Senza l’avversario non c’è gioco
Parte oggi “La mente in campo”, la rubrica del Prof. Alberto Cei, psicologo dello sport. Perché nel calcio — come nella vita — la testa fa la differenza. Primo appuntamento sul tema del calcio e della gratitudine verso chi ci mette alla prova.

Nell’inaugurare questa nuova collaborazione con Sport del Sud mi piace partire dall’idea che il calcio è molto di più della partita della domenica. E’ divertimento e sfida, collaborazione e coraggio.
Il calcio si può giocare ovunque e la palla è magica perchè si presta a farsi guidare da un bambino come da un campione, la palla permette di esprimere i nostri sogni e dopo ogni errore è ancora lì per un’altra volta.
Il calcio è uno sport che insegna a chi vuole imparare che non bisogna lasciare nulla d’intentato, perchè come diceva Renato Cesarini, di rimpianti si muore. I primi due calciatori di cui ho ricordo sono Omar Sivori e Gigi Meroni, due esempi di coraggio e di creatività estrema.

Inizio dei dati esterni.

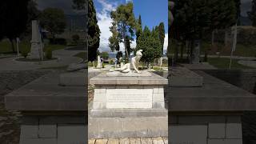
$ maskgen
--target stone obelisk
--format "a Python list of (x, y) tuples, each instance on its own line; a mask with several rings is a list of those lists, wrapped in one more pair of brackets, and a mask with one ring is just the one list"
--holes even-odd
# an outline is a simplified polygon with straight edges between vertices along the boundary
[(38, 22), (36, 20), (32, 21), (32, 39), (30, 55), (29, 58), (41, 58), (41, 37), (38, 28)]

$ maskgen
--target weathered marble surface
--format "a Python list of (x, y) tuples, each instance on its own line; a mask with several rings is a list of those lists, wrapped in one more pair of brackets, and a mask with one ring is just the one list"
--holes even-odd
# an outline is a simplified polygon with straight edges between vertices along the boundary
[(142, 73), (134, 73), (130, 71), (129, 73), (122, 73), (120, 71), (108, 72), (106, 74), (107, 77), (150, 77), (152, 74), (148, 71), (141, 71)]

Oggi il calcio ha preso nella maggior parte del mondo un’altra strada privilegiando l’atletismo, la forza e la tattica a dispregio dello sviluppo delle qualità più personali di un giocatore che riguardano la tecnica, la sua individualità in un contesto collettivo e il desiderio di giocare al meglio sino alla fine della partita e non in funzione del risultato. Mi piacerebbe che i giovani calciatori potessero esprimersi più liberamente sul campo, che imparassero sviluppare il loro istinto di gioco, che gli venisse insegnato che si diventa dei bravi calciatori solo sbagliando e correggendosi continuamente e che gli avversari vanno sempre ringraziati perché con il loro impegno forniscono l’occasione di d’imparare e migliorare.
Senza la squadra avversaria il calcio non sarebbe stato definito come il più bel gioco del mondo. Ricordiamocelo tutti.